しかし藤崎氏は確信していた。「IBMやGoogleが量子コンピュータのハードウェア開発を進める中、必ずソフトウェアレイヤーでのイノベーションが必要になる。それも、研究者向けではなくビジネスユーザー向けの抽象化技術です」
技術の本質は「量子と古典のハイブリッド」
QuantumBridgeの技術的優位性は、量子コンピュータと古典コンピュータを最適に組み合わせるハイブリッドアーキテクチャにある。「VQE(変分量子固有値ソルバー)」や「QAOA(量子近似最適化アルゴリズム)」といった量子アルゴリズムを、古典コンピュータによる前処理・後処理と組み合わせることで、現在のNISQ(Noisy Intermediate-Scale Quantum)時代の量子デバイスでも実用的な性能を引き出している。
「現在の量子コンピュータは、量子ビット数が50〜100程度で、エラー率も1%前後と高い。完全なエラー訂正が実現するのは2030年代と言われています。しかし私たちのミドルウェアを使えば、今あるノイジーなデバイスでも十分に価値を生み出せます」
実際、同社が開発した誤り緩和技術により、量子回路の実行精度は平均で32%向上している。また、問題を量子コンピュータに適した形式に自動変換する「問題分解エンジン」も独自技術だ。
量子コンピュータは万能ではありません。古典コンピュータが得意な領域と量子が得意な領域を見極め、適切に組み合わせることが重要です。私たちは技術の『翻訳者』であり『オーケストレーター』なんです。
藤崎健一郎氏
グローバル展開と次なる挑戦
2023年、QuantumBridgeはシリーズBで15億円を調達し、米国シリコンバレーに研究開発拠点を開設した。すでにNASDAQ上場企業2社との協業プロジェクトが進行中で、2024年度の海外売上比率は40%に達する見込みだ。

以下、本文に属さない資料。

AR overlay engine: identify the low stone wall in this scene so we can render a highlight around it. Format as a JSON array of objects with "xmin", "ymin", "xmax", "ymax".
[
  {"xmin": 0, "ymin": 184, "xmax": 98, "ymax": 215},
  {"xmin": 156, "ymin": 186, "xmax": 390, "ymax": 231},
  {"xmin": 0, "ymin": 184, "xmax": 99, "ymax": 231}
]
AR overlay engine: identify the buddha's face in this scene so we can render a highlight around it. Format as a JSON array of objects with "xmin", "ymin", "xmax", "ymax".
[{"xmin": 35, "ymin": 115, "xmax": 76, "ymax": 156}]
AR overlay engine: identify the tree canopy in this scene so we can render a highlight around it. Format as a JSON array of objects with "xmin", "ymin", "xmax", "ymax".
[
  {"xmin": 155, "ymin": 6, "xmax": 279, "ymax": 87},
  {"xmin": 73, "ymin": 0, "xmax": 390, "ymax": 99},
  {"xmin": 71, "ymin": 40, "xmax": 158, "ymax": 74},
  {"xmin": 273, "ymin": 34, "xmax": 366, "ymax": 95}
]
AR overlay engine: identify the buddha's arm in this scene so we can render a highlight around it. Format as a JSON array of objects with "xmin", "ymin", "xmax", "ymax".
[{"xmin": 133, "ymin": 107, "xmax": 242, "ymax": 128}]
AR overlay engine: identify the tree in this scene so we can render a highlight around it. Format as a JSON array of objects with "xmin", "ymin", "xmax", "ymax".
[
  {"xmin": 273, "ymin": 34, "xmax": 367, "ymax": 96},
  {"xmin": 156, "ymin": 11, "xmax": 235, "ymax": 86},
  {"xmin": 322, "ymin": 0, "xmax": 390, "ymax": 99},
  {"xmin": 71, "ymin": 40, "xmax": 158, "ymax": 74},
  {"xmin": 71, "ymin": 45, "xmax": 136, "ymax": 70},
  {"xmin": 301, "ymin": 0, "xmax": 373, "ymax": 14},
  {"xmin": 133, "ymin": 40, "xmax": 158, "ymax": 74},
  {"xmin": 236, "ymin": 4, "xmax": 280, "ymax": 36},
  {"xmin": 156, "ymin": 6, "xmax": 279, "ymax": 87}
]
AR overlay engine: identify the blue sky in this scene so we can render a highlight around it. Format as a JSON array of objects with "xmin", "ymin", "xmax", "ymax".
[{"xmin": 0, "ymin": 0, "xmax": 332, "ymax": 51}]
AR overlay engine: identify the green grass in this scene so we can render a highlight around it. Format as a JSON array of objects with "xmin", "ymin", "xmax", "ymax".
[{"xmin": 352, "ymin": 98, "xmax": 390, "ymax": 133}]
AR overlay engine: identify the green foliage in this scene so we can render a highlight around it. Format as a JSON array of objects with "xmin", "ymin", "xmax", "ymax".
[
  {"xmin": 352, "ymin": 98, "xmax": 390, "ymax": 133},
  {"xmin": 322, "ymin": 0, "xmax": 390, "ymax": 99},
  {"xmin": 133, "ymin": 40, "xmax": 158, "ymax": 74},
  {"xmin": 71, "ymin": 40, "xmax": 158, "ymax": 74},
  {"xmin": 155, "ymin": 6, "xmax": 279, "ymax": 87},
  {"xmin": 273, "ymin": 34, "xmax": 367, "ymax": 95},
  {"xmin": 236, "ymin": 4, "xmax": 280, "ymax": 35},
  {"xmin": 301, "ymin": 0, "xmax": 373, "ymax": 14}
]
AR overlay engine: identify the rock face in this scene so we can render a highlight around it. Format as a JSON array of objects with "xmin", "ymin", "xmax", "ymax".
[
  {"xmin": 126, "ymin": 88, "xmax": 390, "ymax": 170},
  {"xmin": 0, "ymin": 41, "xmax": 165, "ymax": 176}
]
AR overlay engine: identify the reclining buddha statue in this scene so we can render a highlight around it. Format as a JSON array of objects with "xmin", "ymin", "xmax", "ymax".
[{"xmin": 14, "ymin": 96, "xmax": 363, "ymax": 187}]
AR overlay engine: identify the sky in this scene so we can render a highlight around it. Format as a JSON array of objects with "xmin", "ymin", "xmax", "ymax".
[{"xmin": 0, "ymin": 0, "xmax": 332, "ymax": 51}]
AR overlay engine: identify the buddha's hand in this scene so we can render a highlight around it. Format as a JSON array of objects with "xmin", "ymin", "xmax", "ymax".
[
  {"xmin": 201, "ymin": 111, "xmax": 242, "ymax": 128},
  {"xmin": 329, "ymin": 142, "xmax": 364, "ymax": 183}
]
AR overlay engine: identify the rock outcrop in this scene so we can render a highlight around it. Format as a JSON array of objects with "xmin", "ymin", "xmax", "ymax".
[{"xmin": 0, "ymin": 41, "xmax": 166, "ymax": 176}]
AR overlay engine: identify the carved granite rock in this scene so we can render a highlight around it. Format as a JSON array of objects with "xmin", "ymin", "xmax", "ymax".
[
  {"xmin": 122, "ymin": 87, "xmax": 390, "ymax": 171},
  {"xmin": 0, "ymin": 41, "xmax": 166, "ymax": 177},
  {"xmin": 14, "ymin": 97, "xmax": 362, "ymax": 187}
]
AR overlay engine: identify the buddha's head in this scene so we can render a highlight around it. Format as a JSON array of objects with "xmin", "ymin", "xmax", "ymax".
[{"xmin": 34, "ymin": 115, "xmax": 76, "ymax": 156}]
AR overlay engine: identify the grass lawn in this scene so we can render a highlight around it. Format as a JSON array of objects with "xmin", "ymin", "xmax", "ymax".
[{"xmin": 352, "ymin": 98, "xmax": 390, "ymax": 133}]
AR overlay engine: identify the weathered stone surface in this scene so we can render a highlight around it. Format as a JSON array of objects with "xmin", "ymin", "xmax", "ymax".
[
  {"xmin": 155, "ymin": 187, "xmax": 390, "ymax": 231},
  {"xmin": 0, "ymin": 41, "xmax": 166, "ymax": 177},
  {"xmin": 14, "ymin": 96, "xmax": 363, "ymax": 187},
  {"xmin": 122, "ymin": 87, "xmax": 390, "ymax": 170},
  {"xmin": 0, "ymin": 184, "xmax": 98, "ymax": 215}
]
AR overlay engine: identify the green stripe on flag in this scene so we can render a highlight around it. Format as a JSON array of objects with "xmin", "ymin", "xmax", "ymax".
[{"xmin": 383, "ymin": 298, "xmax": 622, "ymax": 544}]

「欧米では量子コンピューティングへの投資が日本の10倍以上の規模です。技術力では日本企業も決して劣っていませんが、市場の成熟度が違う。グローバルで戦うには、現地でのプレゼンスが不可欠です」
藤崎氏が次に見据えるのは、量子機械学習の領域だ。古典的な機械学習モデルの学習プロセスに量子コンピュータを活用することで、特定の問題において指数関数的な高速化が期待できる。「2025年中にはQuantumLink ML版をリリースします。これはゲームチェンジャーになるはずです」
従業員数は創業時の4名から現在は68名に増加。そのうち博士号取得者は18名と、極めて高度な専門人材が集まっている。「優秀な人材の獲得が最大の課題です。量子とソフトウェア工学の両方に精通したエンジニアは世界的に希少ですから」
最後に、藤崎氏は日本のIT業界全体への思いを語った。「日本は半導体で世界をリードしていた時代がありました。量子コンピューティングは、再び技術立国として存在感を示せる数少ないチャンスです。私たちのようなスタートアップが先陣を切って、日本発の技術を世界標準にしていきたい」
量子技術の民主化――その壮大なビジョンに向けて、QuantumBridgeの挑戦は続く。